En las zonas montañosas de la prefectura de Nara persisten los mitos de dragones, con algunos lugareños que creen que aún existen. A diferencia de los dragones occidentales, los ryū japoneses se centran en la calidad del agua, la lluvia, la sequía, la espiritualidad y la pureza. Los templos y santuarios cuentan con tallas y pinturas de dragones como símbolos del agua.

Los dragones japoneses no escupen fuego ni acumulan oro. En cambio, están asociados con la calidad del agua, la lluvia, la sequía, la espiritualidad y la pureza. Las leyendas populares y tradiciones orales indican que los ryū viven en cuevas o bajo el agua.

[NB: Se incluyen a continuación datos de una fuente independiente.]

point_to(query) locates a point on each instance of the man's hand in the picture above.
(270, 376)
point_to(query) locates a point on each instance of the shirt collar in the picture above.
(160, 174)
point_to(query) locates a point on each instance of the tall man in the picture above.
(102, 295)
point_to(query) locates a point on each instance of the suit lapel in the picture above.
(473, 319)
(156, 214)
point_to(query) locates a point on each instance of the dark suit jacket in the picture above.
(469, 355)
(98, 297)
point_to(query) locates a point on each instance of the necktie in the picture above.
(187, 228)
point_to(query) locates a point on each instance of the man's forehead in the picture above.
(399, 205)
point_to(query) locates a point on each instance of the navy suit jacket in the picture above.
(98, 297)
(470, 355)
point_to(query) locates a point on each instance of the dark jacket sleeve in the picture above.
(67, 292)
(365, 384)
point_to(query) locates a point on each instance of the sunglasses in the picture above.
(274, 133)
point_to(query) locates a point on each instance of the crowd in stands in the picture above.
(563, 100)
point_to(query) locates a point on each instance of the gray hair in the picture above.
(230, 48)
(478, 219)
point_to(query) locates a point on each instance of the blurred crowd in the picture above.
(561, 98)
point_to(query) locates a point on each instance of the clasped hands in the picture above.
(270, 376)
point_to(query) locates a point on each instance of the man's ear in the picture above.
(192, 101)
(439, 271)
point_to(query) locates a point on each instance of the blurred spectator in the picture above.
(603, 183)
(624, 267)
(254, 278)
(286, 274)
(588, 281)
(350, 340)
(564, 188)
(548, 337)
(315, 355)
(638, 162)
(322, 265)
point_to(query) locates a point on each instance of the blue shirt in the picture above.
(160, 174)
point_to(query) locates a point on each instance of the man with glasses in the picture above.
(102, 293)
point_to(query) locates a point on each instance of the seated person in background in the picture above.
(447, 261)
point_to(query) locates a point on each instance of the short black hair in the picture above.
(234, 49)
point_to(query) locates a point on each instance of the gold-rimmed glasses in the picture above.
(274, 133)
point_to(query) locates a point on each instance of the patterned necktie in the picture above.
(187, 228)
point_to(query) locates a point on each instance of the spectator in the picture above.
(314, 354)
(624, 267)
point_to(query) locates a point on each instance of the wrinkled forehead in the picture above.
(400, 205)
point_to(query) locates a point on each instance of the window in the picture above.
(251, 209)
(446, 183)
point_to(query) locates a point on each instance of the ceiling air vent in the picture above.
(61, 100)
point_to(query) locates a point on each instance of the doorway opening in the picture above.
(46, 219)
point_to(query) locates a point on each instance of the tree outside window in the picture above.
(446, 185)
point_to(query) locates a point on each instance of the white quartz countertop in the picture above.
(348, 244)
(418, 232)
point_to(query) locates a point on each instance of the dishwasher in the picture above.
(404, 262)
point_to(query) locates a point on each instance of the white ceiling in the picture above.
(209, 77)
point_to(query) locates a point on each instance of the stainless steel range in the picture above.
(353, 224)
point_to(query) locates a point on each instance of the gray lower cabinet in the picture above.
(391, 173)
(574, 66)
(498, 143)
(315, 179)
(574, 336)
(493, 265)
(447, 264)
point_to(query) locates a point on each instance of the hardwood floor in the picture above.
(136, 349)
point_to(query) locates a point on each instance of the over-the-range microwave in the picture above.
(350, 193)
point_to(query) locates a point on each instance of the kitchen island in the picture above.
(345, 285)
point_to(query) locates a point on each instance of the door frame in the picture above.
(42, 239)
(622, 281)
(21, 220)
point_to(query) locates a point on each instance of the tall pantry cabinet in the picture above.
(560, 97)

En los santuarios sintoístas, el agua de los temizuya — pabellones para la purificación ritual — fluye a menudo de las bocas de esculturas de dragones. Incontables templos budistas presentan tallas y pinturas de dragones, notablemente el Templo Tenryu en el barrio de Arashiyama en Kioto, donde una extensa ilustración de un unryū (dragón de nubes) cubre el techo de su sala de enseñanzas.

Lejos del arte refinado de la antigua capital, en las regiones montañosas de la prefectura de Nara, algunos lugareños afirman que los dragones existen realmente. Estos mitos, que abarcan dos prefecturas rurales, ofrecen una forma única de explorar el campo japonés, incluyendo una cueva que se dice alberga dragones. Esto fusiona creencias tradicionales con experiencias de viaje modernas.